Far from it, says Lord Drayson, Minister for Science and Innovation, when we Twitter the accusation at him. “Science & Innovation are now at the heart of the new department,” he tweeted back. “Focus now is on the high tech growth agenda.”
The government spells out the new department in an announcement from Number 10. The senior minister in what we will probably have to call DBIS is Lord Peter Mandelson, previously Secretary of State for DTI before he shuffled off to Brussels and the House of Lords.
DBIS, the announcement tells us, “combines BERR’s strengths in shaping the enterprise environment, analysing the strengths and needs of the various parts of British industry, building strategies for industrial strength and expertise in better regulation with DIUS’s expertise in maintaining world class universities, expanding access to higher education, investing in the UK’s science base and shaping skills policy and innovation through bodies such as the Technology Strategy Board”.

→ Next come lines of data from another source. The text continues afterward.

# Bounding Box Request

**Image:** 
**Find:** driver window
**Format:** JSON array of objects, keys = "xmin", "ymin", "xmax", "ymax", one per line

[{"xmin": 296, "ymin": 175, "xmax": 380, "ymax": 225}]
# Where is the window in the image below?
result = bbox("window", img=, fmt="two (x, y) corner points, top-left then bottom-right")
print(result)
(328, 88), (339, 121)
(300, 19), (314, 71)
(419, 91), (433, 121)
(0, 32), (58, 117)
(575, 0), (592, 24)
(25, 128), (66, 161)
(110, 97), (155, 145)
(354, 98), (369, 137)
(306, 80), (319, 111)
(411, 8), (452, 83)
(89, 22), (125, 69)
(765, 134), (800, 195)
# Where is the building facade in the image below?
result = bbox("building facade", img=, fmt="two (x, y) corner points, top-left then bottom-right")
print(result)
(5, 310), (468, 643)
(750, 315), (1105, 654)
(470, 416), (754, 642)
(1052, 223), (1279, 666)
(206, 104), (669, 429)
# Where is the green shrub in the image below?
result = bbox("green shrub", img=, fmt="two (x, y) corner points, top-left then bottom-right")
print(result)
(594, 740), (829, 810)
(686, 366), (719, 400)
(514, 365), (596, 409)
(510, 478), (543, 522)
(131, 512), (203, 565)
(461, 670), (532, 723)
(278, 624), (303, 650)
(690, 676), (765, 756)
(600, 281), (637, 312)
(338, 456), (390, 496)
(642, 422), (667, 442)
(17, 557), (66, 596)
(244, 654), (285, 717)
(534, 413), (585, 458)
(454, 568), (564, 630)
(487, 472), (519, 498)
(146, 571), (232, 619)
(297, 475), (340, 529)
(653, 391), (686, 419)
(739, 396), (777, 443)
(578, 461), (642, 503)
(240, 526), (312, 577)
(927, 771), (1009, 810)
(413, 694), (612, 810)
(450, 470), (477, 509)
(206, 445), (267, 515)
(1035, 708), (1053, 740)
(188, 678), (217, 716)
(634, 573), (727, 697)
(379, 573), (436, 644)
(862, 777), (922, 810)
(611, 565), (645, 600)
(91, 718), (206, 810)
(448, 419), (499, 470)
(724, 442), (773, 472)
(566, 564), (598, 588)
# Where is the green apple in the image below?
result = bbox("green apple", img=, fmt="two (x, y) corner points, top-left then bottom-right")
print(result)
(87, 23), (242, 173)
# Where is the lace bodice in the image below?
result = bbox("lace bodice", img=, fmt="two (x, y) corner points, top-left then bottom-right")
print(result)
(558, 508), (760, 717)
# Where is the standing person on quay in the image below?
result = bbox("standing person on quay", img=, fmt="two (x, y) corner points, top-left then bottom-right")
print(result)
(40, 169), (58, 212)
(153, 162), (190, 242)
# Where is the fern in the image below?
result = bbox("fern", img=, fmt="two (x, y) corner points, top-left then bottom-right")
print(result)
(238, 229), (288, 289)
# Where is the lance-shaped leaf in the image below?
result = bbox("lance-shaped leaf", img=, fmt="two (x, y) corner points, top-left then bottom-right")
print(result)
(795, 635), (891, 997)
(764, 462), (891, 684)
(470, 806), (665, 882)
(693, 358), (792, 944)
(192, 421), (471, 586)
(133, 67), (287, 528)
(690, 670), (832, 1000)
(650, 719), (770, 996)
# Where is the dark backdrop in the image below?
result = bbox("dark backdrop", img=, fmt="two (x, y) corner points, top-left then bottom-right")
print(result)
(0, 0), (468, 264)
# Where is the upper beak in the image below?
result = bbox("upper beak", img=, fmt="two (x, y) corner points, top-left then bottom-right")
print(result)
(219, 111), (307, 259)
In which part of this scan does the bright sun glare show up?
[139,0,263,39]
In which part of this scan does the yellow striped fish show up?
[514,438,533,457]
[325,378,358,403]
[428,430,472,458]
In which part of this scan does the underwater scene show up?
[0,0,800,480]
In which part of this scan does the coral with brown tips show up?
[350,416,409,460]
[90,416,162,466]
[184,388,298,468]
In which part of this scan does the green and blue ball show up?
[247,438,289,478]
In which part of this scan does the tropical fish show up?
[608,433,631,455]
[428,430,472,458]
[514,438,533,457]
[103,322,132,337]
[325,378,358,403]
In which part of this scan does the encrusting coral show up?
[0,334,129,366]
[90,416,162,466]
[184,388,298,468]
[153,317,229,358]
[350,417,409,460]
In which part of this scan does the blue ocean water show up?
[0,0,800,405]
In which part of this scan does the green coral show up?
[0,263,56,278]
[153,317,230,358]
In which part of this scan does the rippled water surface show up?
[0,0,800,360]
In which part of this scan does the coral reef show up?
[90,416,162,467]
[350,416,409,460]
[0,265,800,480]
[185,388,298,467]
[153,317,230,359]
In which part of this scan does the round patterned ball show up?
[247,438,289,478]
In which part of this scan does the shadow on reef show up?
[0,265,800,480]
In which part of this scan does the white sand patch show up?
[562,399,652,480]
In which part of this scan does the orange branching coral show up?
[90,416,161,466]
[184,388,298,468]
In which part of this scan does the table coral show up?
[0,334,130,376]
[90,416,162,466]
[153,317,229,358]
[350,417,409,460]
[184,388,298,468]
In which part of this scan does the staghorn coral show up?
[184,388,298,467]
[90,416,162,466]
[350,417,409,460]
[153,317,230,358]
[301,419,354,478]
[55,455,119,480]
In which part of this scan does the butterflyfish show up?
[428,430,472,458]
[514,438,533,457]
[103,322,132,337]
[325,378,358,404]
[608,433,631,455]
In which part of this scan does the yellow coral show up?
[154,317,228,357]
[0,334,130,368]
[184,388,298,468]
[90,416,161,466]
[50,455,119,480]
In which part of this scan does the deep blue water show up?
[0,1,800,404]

In his own take on DBIS, Drayson says “The science ring-fence is safe and sound and the innovation agenda will further benefit from this move.” Sadly, this is unlikely to convince those academics who think that they, and they alone, should decide what goes on in universities, and that they can safely dismiss the views of anyone not intimately involved in doing research.
The last time we talked to people in the old departments, just a month or so ago, in DIUS at least, Drayson’s previous home, they were still trying to bring coherence to the previous witches brew of responsibilities they had inherited two years ago.
We can probably assume that for the time being at least, anyone with dealings with the UK government on innovation matters will see little effect of the changes. After all, even some of those old DTI email addresses still work, although links to web sites never really caught up with the split into BERR and DIUS.
The announcement of the new department does not say if the remit of DBIS includes rearranging the canvas covered collapsible seating on the decks of large ‘unsinkable’ ocean-going liners at risk of hitting an iceberg.